El hielo sobre el cuerpo de Moltres se estaba derritiendo por el calor que desprendía, así que la sacudida eléctrica tuvo que ser desgarradora. Chilló de dolor y sufrió varios espasmos antes de que sus movimientos comenzaran a perder intensidad.

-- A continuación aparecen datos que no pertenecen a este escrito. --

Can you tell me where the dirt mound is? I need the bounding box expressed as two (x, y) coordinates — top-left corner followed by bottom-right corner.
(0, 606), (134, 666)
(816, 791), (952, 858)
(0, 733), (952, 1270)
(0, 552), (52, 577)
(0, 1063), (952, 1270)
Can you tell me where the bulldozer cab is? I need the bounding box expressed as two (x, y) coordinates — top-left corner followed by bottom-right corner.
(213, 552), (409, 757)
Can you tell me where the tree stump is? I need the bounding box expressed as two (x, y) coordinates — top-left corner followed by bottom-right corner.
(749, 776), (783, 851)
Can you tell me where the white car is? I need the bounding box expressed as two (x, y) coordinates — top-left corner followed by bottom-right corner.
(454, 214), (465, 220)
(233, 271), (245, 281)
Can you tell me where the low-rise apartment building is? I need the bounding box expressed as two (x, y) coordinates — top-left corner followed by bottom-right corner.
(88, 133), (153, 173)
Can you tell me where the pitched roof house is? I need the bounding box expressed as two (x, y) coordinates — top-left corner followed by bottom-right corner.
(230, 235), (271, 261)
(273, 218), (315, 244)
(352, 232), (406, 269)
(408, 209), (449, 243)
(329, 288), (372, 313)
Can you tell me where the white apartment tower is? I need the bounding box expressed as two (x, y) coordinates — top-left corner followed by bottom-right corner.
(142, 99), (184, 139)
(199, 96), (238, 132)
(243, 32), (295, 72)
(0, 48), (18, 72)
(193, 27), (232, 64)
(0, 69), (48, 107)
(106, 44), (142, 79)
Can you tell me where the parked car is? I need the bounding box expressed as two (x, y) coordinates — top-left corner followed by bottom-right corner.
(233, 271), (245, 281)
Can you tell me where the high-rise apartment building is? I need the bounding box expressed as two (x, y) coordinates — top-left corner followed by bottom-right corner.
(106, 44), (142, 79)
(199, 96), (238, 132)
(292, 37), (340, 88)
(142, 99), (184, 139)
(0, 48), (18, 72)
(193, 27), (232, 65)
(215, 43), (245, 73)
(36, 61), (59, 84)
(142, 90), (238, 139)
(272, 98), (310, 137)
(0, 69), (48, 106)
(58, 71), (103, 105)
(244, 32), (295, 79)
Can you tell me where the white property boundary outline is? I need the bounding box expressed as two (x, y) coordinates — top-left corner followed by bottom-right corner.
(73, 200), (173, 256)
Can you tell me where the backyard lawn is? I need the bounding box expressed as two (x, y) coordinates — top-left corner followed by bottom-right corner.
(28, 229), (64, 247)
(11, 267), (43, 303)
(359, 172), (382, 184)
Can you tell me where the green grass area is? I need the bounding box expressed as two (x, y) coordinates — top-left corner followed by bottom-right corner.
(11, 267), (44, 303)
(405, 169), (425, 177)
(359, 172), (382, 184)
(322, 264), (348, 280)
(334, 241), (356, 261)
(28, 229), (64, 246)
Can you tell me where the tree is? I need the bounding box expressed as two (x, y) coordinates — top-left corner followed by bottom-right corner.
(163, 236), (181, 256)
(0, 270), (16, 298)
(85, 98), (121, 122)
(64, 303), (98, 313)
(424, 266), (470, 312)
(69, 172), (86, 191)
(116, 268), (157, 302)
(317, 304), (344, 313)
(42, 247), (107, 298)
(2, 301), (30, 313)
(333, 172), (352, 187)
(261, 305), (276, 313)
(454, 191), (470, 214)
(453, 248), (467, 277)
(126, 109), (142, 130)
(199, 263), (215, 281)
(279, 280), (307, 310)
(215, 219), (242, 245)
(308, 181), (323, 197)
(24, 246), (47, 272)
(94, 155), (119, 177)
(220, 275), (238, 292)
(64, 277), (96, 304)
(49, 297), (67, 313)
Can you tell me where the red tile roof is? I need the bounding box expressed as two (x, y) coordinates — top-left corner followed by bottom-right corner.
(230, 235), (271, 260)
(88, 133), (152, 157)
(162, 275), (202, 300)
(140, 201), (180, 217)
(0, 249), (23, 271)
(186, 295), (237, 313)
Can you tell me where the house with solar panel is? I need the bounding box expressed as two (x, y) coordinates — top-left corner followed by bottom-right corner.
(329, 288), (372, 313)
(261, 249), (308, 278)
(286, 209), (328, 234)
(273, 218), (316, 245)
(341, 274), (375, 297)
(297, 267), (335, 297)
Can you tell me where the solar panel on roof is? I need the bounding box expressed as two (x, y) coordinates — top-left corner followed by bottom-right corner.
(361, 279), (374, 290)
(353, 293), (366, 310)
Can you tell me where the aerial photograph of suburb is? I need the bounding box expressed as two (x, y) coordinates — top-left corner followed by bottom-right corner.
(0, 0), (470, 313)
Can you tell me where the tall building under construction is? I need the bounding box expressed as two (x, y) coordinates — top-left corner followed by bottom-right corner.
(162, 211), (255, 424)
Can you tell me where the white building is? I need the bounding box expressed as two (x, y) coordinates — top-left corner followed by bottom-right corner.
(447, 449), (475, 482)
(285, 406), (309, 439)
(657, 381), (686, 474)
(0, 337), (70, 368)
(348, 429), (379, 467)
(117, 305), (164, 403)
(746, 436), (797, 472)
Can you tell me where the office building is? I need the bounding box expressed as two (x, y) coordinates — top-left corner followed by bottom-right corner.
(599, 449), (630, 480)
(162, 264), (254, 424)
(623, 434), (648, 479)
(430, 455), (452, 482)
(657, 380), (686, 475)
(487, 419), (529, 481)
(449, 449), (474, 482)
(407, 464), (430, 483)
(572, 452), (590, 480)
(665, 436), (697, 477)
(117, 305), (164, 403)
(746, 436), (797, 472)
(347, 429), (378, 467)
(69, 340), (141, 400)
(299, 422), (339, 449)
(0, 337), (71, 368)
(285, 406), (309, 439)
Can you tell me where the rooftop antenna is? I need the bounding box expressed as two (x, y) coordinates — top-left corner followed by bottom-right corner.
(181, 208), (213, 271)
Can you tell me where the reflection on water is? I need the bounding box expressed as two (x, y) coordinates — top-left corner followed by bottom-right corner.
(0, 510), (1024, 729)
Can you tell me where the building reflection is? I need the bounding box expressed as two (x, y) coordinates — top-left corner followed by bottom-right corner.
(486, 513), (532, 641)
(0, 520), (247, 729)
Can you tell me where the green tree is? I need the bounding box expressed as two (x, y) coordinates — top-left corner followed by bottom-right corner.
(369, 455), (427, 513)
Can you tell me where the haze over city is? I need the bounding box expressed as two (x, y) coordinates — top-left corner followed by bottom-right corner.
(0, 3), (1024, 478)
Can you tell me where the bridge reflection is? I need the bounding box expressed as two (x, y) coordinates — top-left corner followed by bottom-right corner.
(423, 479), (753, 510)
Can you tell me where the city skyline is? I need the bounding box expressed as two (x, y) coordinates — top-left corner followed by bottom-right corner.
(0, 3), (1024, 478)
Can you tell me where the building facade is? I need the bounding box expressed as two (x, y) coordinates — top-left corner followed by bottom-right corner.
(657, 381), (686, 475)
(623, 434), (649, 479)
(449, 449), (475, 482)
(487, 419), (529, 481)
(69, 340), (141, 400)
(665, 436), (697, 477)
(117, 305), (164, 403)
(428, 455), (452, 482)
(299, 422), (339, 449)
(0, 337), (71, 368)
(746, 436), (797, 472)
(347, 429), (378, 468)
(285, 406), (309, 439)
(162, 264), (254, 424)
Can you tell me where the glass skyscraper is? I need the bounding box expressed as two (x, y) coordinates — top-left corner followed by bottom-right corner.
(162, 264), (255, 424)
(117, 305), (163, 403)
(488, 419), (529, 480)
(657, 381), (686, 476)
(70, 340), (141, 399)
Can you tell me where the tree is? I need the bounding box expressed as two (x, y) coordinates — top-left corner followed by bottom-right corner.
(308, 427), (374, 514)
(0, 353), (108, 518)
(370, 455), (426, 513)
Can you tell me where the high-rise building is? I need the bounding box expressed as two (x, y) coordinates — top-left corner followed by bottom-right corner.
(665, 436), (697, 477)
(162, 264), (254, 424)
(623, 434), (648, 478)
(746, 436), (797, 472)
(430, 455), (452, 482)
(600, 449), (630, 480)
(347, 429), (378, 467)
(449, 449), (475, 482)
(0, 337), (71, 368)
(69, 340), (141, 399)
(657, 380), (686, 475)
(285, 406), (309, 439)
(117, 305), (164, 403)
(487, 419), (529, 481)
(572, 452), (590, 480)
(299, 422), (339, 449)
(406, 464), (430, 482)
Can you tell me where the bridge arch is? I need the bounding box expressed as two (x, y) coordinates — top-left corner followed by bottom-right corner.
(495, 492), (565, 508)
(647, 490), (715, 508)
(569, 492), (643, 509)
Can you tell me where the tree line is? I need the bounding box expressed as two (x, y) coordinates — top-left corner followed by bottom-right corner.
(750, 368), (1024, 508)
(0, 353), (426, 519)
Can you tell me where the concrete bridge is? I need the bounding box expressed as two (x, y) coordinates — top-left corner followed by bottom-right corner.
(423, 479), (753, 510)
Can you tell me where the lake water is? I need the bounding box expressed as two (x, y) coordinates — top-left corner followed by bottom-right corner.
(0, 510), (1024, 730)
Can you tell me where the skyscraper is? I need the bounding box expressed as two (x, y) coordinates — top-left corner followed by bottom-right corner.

Generé un último bloque de hielo, que cayó sobre la cabeza del monstruo cuando ya estaba comenzando a desvanecerse.
Se me cayeron los brazos a los lados del cuerpo y jadeé durante un rato, incapaz de hacer nada más. Había derrotado al espíritu legendario.
Ahora que el peligro había pasado y que la adrenalina empezaba a bajar, me vinieron mil preguntas a la cabeza. ¿Quién había invocado a Moltres? ¿Formaba parte de la prueba? ¿Cómo había sido capaz de derrotarle yo solo? ¿De verdad había lanzado una magia de nivel 3? ¿Y Leta y Kei estaban bien...?

–¡Leta...! ¡Kei...!

Vi sus cuerpos tirados en el suelo y recé por que solo estuvieran inconscientes. Me apoyé en Estrella Fulgurante para no caer al suelo, pero estaba agotado. El esfuerzo me había dejado al límite de mis fuerzas. Me dolía todo el cuerpo, me temblaban las piernas y no podía ver bien.
Deseé acercarme a ellos y comprobar si corrían peligro, pero no fui capaz. Me caí de rodillas al suelo. Cubrí con la mano el anillo que me había dado Ryuzaki... y todo se volvió oscuro.